A write is committed only when a majority of nodes have it. This means even if the leader crashes immediately after responding to the client, the committed entry exists on a majority of nodes and will survive. The new leader (elected from the majority) will have the entry — no data is lost.
| System | Protocol | Primary Use | Cluster Size | Used By |
|---|---|---|---|---|
| etcd | Raft | Distributed KV store, K8s state | 3 or 5 | Kubernetes, CoreDNS |
| ZooKeeper | ZAB (Paxos-like) | Coordination, Kafka metadata | 3 or 5 | Kafka, Hadoop, HBase |
| CockroachDB | Raft (per range) | Distributed SQL database | 3+ per range | DoorDash, Netflix |
| Consul | Raft | Service discovery, KV config | 3 or 5 | HashiCorp ecosystem |
| Google Spanner | Paxos + TrueTime | Global SQL, external consistency | 5+ per split | Google internally |
"For leader election, I use etcd's election API (backed by Raft consensus). For distributed configuration, I use etcd's KV store. I do NOT implement Raft myself — consensus algorithms are notoriously hard to get right, and battle-tested implementations like etcd and ZooKeeper handle all edge cases." This shows you know when to build vs when to use existing tools.
Concept 6
Consistency Models & Decision Guide
Consistency models define what a client can observe when reading data that is being written concurrently by others. Stronger consistency means clients always see the latest data, but it is slower (every read must check with the majority). Weaker consistency means clients may see stale data, but reads are faster (any replica can respond).
| Model | Guarantee | Latency | Use Case |
|---|---|---|---|
| Linearizable | Every read sees the most recent write. Strictest. | High (quorum read) | Banking, leader election, locks |
| Sequential | All nodes see operations in the same order. | Medium | ZooKeeper, ordered logs |
| Causal | Causally related operations are ordered; concurrent may differ. | Lower | Social feeds (see your own posts immediately) |
| Eventual | All replicas converge eventually. No ordering guarantee. | Lowest | Cassandra, DynamoDB, DNS, CDN |
Most production systems use eventual consistency for the majority of operations (reads from replicas, cache-aside pattern) and strong consistency only where it matters (financial transactions, inventory, leader election).
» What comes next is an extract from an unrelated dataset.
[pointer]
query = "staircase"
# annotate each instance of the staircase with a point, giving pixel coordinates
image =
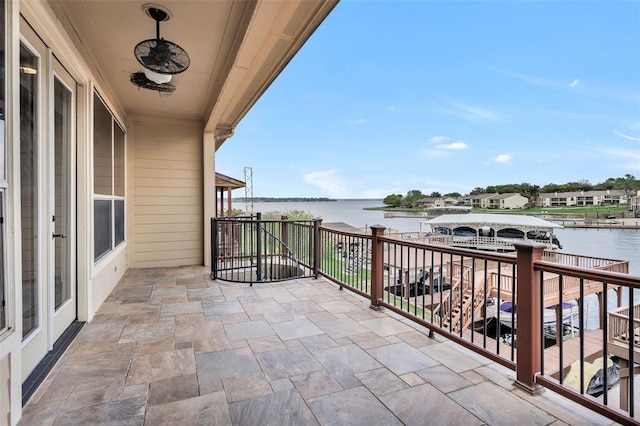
(464, 311)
Application-level strategies like read-your-writes (route the user's own reads to the primary) give the illusion of strong consistency for the most important use case — the user seeing their own recent changes — without the performance cost of making every read linearizable.
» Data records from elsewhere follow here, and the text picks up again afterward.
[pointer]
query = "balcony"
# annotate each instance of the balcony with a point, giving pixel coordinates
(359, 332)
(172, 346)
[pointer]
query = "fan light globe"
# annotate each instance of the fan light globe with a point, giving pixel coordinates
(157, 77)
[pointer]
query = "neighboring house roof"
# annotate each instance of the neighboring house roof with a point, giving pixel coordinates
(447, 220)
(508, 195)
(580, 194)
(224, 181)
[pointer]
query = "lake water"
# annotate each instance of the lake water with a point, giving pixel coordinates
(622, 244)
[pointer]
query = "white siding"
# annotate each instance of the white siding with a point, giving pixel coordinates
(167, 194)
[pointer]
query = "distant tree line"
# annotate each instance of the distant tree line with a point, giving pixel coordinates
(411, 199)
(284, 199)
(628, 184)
| Problem | Solution | Tool | Example |
|---|---|---|---|
| Prevent two users buying the last item | Distributed Lock | Redis SETNX / etcd lock | E-commerce inventory |
| Choose one DB primary to accept writes | Leader Election | etcd / ZooKeeper | PostgreSQL failover |
| All nodes agree on the order of writes | Consensus (Raft) | etcd / CockroachDB | Replicated state machine |
| One scheduler assigns tasks to workers | Leader Election | etcd / ZooKeeper | Job scheduler, Kafka controller |
| Store cluster configuration reliably | Consensus KV store | etcd / Consul | Kubernetes cluster state |
| Prevent split-brain after network partition | Majority Quorum | Raft / ZAB | Any replicated system |
Pre-Class Summary
Six Concepts to Know Before Class
Why It's Hard
Unreliable networks, unsynchronized clocks, and process crashes. Every distributed algorithm exists to cope with these three demons.
Race Conditions
Lost updates happen when two operations read and write without coordination. Default to atomic SQL for counters; distributed locks for cross-service coordination.
Distributed Locks
Redis SETNX + TTL for basic locking. Redlock for multi-node safety. Fencing tokens add correctness. For critical ops, use etcd (consensus-backed).
Leader Election
Heartbeats + majority voting. Split brain prevented by N/2+1 quorum. Always use odd cluster sizes (3, 5, 7). etcd and ZooKeeper implement this.
Consensus (Raft)
Leader election + log replication + safety. Writes committed when majority ACK. Used by etcd, CockroachDB, Consul. Never implement yourself.
Consistency Models
Linearizable (strictest) → eventual (fastest). Use eventual consistency for most reads. Use strong consistency only for financial operations and locks.